Retrieval-Augmented Generation (RAG) An approach that combines an LLM with a separate retrieval system, typically a database or document store. When a query is submitted, relevant passages are first retrieved from the external source and then provided to the LLM as context alongside the original query. This allows the model to generate responses grounded in specific, up-to-date, or domain-specific documents, reducing hallucination and overcoming the knowledge cutoff limitation without the expense of fine-tuning the model itself.
Reinforcement Learning from Human Feedback (RLHF) A training technique used to align LLM outputs with human preferences. Human raters score model-generated responses, and the model is trained to produce outputs that receive higher ratings. RLHF is responsible for the conversational, “helpful assistant” behaviour of deployed tools such as ChatGPT, and is distinct from both pre-training and fine-tuning in that it optimises for human approval rather than next-word prediction accuracy.
Self-supervised learning A form of machine learning in which the training labels are derived from the data itself, without any human annotation. LLM pre-training is self-supervised: the correct next word is always present in the original text, so no labelling effort is required. This property makes it possible to train on the enormous volumes of text needed to build capable LLMs.
System prompt A set of instructions provided to an LLM before a conversation begins, typically by the developer or organisation deploying the tool rather than the end user. System prompts define the model’s persona, set behavioural constraints, and establish the context in which the model is operating. Users often cannot see the system prompt, but it shapes every response the model gives.
Temperature A parameter that controls how predictable or varied an LLM’s outputs are. A low temperature makes the model more deterministic, consistently choosing the most probable next word. A higher temperature introduces more randomness, producing more varied and sometimes more creative outputs but also increasing the risk of incoherence or hallucination. Temperature is one reason why the same prompt can produce different outputs on different runs.

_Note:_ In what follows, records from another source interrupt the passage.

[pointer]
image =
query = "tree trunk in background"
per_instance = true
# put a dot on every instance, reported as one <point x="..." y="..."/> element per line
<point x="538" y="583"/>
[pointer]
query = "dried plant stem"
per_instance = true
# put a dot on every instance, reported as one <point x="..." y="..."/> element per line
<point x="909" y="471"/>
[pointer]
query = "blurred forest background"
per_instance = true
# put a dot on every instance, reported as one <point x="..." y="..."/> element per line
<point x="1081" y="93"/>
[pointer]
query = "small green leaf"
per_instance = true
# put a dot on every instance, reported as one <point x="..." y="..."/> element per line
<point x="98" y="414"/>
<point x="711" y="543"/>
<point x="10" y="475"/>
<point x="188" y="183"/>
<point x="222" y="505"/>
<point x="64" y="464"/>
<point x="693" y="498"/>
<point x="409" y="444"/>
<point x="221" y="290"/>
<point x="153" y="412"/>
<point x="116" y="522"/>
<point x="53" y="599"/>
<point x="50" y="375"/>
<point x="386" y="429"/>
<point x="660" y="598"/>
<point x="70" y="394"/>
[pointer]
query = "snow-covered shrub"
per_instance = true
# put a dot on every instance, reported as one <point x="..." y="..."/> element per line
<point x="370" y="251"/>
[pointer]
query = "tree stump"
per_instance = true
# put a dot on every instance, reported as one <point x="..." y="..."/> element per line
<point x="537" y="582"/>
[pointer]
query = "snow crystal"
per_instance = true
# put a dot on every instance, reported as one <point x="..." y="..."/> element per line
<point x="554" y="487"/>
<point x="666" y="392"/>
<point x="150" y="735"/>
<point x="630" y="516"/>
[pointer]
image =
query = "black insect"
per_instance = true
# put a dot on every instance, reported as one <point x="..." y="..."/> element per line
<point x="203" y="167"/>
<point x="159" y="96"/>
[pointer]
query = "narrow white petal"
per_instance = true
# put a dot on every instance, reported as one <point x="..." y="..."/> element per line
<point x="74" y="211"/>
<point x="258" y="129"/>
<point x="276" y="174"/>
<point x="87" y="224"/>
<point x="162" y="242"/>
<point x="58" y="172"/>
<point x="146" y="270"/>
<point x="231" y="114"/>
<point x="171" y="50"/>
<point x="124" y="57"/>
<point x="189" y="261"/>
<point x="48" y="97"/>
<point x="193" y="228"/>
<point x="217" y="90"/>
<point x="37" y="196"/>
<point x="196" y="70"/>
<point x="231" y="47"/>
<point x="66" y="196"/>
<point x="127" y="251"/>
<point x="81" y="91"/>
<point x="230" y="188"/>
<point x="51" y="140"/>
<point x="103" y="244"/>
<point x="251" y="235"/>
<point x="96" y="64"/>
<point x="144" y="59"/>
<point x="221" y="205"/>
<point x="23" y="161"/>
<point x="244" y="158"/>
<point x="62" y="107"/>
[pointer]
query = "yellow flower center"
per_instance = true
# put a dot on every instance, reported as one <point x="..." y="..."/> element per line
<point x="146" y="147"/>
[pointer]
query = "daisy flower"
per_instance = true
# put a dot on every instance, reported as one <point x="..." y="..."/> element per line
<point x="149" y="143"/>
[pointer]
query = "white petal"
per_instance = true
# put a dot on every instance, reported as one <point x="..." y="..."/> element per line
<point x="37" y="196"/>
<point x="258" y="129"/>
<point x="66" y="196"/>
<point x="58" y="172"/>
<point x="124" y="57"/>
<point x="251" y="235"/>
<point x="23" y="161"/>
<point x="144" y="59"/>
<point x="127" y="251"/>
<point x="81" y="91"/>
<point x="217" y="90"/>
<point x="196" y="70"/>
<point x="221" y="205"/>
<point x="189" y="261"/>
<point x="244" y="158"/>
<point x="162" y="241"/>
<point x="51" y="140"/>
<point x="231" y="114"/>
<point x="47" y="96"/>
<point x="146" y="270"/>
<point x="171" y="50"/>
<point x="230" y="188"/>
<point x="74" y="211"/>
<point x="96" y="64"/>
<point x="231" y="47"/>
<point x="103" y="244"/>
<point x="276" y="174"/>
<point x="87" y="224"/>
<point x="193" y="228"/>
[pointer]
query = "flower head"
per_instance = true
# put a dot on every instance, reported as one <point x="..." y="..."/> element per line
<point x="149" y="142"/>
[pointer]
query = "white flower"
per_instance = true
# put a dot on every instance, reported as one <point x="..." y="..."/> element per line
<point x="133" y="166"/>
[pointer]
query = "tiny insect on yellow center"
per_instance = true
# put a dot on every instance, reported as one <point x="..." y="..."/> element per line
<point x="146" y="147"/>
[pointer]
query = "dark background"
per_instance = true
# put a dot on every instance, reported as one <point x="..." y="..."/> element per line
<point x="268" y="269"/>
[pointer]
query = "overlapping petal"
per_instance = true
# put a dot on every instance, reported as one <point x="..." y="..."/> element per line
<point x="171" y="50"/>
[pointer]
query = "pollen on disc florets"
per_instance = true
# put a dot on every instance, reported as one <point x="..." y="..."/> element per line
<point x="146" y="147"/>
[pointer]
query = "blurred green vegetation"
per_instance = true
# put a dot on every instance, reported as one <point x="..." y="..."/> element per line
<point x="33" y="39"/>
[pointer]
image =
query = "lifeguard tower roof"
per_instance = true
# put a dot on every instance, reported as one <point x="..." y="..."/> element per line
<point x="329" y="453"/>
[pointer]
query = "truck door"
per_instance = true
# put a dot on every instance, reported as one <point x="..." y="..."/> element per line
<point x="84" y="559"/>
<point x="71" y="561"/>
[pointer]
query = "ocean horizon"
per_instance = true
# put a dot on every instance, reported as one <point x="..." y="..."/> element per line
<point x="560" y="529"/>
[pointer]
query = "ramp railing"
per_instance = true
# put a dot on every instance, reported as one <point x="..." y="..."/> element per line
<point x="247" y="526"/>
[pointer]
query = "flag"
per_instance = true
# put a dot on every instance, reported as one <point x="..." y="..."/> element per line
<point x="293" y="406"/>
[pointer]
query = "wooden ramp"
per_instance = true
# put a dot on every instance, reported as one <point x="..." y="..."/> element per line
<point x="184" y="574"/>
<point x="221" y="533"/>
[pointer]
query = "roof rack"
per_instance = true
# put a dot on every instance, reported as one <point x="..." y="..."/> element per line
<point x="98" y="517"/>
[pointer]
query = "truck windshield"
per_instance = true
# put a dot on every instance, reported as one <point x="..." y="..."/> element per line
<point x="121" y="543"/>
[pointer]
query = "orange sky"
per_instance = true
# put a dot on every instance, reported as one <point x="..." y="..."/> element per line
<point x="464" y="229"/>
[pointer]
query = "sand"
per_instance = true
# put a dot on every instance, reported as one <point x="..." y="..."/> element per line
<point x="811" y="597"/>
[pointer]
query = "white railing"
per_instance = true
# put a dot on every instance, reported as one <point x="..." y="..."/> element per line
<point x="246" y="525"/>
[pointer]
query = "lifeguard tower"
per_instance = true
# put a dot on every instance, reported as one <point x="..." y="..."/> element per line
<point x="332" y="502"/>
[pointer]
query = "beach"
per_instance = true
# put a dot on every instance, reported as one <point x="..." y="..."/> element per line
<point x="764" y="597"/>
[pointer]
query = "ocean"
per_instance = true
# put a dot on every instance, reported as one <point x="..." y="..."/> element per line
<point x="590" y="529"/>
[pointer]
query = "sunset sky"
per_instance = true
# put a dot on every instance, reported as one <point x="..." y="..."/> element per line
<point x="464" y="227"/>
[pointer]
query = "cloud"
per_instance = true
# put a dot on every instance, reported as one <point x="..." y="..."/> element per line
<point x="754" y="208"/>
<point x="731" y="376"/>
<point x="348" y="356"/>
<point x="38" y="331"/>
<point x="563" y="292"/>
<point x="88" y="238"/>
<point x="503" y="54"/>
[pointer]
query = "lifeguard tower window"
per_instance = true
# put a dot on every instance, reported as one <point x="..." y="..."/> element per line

Token The basic unit of text that an LLM processes, which may be a word, part of a word, or a punctuation mark. Context window sizes and API costs are typically expressed in tokens rather than words. As a rough guide, 100 tokens is approximately 75 words in English.
Transformer The neural network architecture that underpins all major modern LLMs, introduced in the 2017 paper “Attention Is All You Need”. The defining feature of the Transformer is the attention mechanism, which allows it to process all parts of an input simultaneously and model relationships between distant words. Its ability to be trained efficiently on large datasets using parallel computing hardware made the current generation of LLMs possible.